Grâce présidentielle pour Succès Masra au Tchad : ce que cela change
Tchad : grâce présidentielle pour Succès Masra, une décision aux multiples enjeux
Le président tchadien Mahamat Idriss Déby Itno a récemment marqué un tournant dans l’affaire Succès Masra en lui accordant une grâce présidentielle. Cette mesure, effective depuis le 14 août 2026, intervient après une série de rebondissements judiciaires et politiques majeurs au sein du pays. L’ancien Premier ministre et leader du parti Les Transformateurs pourrait ainsi recouvrer sa liberté d’ici peu, bien que la condamnation prononcée à son encontre reste valable.
À retenir
Une décision qui s’inscrit dans un contexte politique sensible
Cette décision intervient après que la Cour suprême du Tchad a définitivement confirmé, le 21 mai 2026, la peine de 20 ans de réclusion criminelle infligée à Succès Masra. Le rejet de son pourvoi en cassation avait alors épuisé les recours ordinaires disponibles. Dans ce cadre, une grâce présidentielle représentait l’un des seuls leviers pour influer sur l’exécution de la peine.

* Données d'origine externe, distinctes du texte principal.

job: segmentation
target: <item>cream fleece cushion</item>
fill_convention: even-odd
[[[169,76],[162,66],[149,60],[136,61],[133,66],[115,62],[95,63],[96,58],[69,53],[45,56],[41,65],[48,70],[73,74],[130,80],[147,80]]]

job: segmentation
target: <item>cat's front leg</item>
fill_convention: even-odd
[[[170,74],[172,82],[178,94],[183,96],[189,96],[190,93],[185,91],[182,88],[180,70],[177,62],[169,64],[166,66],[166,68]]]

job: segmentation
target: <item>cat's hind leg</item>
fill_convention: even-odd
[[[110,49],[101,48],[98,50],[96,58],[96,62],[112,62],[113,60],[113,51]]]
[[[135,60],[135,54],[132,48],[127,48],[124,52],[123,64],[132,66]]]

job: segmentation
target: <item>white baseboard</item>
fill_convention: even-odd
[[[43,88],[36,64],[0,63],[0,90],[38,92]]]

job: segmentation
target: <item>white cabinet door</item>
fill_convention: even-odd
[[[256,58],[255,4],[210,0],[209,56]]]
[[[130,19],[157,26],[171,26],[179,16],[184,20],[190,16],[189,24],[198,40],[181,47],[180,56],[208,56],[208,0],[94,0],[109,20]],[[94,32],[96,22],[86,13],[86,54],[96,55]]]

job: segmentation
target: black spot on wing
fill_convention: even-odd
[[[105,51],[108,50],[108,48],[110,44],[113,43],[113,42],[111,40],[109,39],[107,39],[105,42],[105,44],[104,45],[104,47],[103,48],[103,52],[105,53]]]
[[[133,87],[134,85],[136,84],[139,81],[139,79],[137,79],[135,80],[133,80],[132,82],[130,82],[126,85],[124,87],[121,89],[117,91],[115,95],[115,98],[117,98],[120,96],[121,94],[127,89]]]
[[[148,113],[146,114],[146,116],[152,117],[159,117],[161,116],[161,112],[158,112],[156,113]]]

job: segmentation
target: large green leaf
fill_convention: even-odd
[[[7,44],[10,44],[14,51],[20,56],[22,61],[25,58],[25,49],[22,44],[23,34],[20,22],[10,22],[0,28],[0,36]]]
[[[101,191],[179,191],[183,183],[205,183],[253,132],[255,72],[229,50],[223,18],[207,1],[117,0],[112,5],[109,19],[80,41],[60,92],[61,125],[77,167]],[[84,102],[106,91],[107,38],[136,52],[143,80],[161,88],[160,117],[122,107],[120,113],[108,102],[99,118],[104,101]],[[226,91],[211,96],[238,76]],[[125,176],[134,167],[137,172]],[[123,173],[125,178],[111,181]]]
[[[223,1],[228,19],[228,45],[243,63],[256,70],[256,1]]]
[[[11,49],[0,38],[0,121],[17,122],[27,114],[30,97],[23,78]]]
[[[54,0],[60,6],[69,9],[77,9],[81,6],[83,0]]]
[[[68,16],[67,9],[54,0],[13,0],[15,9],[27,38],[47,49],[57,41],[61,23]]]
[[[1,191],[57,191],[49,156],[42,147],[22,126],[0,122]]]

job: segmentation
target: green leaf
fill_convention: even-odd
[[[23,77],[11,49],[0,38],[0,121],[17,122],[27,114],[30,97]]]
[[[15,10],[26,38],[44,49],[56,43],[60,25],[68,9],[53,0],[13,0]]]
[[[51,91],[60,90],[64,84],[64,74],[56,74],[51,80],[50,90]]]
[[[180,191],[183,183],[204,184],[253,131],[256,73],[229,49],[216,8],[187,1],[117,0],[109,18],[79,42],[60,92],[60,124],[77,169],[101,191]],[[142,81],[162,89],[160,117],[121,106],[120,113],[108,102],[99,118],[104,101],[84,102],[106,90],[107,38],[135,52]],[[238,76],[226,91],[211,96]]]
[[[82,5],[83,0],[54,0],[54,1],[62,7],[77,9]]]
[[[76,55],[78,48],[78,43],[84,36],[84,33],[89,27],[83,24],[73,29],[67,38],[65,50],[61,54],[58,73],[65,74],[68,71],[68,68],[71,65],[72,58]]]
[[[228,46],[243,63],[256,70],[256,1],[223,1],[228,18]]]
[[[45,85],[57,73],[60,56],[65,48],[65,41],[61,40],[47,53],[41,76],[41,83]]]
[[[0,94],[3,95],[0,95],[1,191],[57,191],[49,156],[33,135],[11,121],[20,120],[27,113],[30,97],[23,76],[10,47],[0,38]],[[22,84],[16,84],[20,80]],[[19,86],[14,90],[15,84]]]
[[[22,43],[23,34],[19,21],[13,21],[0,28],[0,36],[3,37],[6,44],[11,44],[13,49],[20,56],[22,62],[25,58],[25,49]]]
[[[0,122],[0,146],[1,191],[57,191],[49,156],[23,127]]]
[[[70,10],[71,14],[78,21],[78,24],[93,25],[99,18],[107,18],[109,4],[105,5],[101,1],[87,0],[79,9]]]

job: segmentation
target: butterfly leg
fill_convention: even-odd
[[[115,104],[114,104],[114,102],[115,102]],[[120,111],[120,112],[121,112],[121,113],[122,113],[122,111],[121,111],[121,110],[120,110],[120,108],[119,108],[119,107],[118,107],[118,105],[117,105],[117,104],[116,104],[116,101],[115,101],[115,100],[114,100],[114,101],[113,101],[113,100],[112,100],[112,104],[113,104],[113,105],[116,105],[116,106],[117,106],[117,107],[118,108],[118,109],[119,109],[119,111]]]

Les violences survenues en mai 2025 à Mandakao, dans la province du Logone occidental, avaient servi de contexte aux poursuites. Succès Masra avait été reconnu coupable de plusieurs chefs d’accusation, dont la diffusion de messages haineux et la complicité de meurtre, des faits ayant entraîné le décès de plusieurs dizaines de personnes.
Une grâce qui ne supprime pas les faits retenus
Il est essentiel de distinguer une grâce présidentielle d’une réhabilitation judiciaire. Cette mesure présidentielle permet une remise partielle ou totale de la peine, mais ne remet aucunement en cause la condamnation elle-même. Succès Masra reste donc reconnu coupable des infractions qui lui ont été attribuées par les juridictions tchadiennes.
Cette nuance juridique est d’autant plus importante que les avocats de l’opposant politique ainsi que son parti ont, à plusieurs reprises, contesté la procédure judiciaire ayant conduit à sa condamnation. La grâce offre ainsi une issue à l’emprisonnement sans annuler les décisions de justice.
Succès Masra au cœur des tensions politiques
L’ancien Premier ministre de transition, désormais figure majeure de l’opposition, incarne une ligne politique en tension avec le pouvoir en place. Nommé à la tête du gouvernement de transition en janvier 2024, il avait brigué la présidence lors du scrutin du 6 mai 2024. Avec près de 18 % des voix, il s’était classé loin derrière Mahamat Idriss Déby Itno, qui avait obtenu plus de 61 % des suffrages.
Après avoir contesté les résultats, Succès Masra avait finalement accepté leur validation par le Conseil constitutionnel avant de démissionner de ses fonctions gouvernementales. Son arrestation en mai 2025, suivie de sa condamnation trois mois plus tard, avait encore accentué les divergences avec l’exécutif.
Dans un contexte marqué par l’approche du 66e anniversaire de l’indépendance du Tchad, la question d’un geste d’apaisement envers l’opposition était régulièrement évoquée. Mahamat Idriss Déby Itno avait d’ailleurs annoncé son intention d’utiliser son droit de grâce en faveur de plusieurs condamnés, sans préciser leurs identités dans l’immédiat. Succès Masra figurait parmi les noms les plus cités.
Plusieurs responsables politiques et organisations de la société civile avaient plaidé pour sa libération, estimant qu’un tel geste pourrait contribuer à un détente politique dans le pays. Son rôle central au sein de l’opposition en fait une personnalité dont la situation judiciaire reste suivie de près.